The project is known as the Vietnam low emission energy programme II (V-LEEP2). USAID will work with Vietnam’s ministry of industry and trade (MOIT) to increase clean energy deployment by mobilising private sector investment and providing project design support for developers and technical assistance for lenders.

USAID will help to design, finance, build and operate the resulting clean energy generation projects, with the goal of supporting up to 2GW of renewable energy between 2020 and 2025.

The scheme follows the V-LEEP I which ran from 2015 to 2020. Under V-LEEP I, USAID worked with the MOIT on Vietnam’s Power Development Master Plan VIII (PDPVIII) and the design of the Direct Power Purchase Agreement (DPPA) pilot programme, which will allow businesses in Vietnam to purchase electricity directly from private firms producing renewable energy. Working with the private sector, V-LEEP I encouraged investment of more than $311 million to build 300 megawatts of wind and solar projects.

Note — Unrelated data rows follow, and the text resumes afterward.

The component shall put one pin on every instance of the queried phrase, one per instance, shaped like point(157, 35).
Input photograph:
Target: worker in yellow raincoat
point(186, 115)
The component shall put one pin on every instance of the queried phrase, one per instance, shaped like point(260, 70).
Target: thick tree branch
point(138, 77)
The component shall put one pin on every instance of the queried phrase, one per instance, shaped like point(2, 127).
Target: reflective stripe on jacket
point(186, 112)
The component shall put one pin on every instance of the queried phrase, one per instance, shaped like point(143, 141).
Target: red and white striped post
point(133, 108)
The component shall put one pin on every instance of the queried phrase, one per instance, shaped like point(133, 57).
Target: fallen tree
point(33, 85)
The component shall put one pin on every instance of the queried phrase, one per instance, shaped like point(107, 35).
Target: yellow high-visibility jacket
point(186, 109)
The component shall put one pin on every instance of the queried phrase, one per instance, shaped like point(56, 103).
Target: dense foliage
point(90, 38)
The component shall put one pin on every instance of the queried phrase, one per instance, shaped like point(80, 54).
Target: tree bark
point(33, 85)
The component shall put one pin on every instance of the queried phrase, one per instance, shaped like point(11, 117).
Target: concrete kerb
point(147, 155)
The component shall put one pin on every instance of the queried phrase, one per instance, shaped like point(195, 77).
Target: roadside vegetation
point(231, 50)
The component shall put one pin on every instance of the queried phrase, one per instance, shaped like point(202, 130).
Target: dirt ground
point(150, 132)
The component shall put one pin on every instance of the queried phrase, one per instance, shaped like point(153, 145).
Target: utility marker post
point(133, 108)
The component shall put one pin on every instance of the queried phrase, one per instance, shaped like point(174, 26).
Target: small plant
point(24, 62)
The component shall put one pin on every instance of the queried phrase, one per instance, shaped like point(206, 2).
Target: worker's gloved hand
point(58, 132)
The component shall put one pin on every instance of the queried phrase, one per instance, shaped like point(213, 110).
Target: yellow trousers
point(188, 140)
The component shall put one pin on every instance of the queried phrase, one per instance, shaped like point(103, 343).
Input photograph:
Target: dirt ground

Renewables expert John Yeap of Pinsent Masons said: “With the progress of the DPPA programme, Vietnam is moving ahead of some of its neighbours in enabling commercial electricity users with corporate emissions reduction targets to achieve their net zero ambitions. Much will depend on the financebility of the projects, with generators taking offtaker credit risk. Issues around operational risks such as the risk of curtailment or grid issues will also have to be addressed.”

“Nevertheless, the move towards direct bilateral negotiations for offtake arrangements in single buyer markets seems likely to continue as these markets continue to explore ways to enable offtakers direct access to electricity from renewable energy sources,” he said.

In May, MOIT has submitted the final draft of PDPVIII to Vietnam’s prime minister Pham Minh Chinh for approval. The latest revision proposes increasing electricity capacity to 146 gigawatts (GW) by 2030 and includes the use of diversified sources of power from renewable energy to other fuel sources such as hydrogen and ammonia.

Meanwhile, the ministry released a draft policy on the DPPA scheme which includes the launch of a competitive wholesale electricity market with 1GW capacity. The trial run targets solar and wind power plants which are operationally ready but which missed their scheduled commercial operation dates to apply for the FIT regime. The power plants should have at least 30MW capacity and connect to the grid. Power plants which have not yet started operations but which are included in the power development plans may also join the pilot programme. These projects will require identified investors, approved by state agencies.

During the pilot operation phase, selected power producers will directly negotiate and sign bilateral contracts with power consumers including contractual output, contract price, and reference price.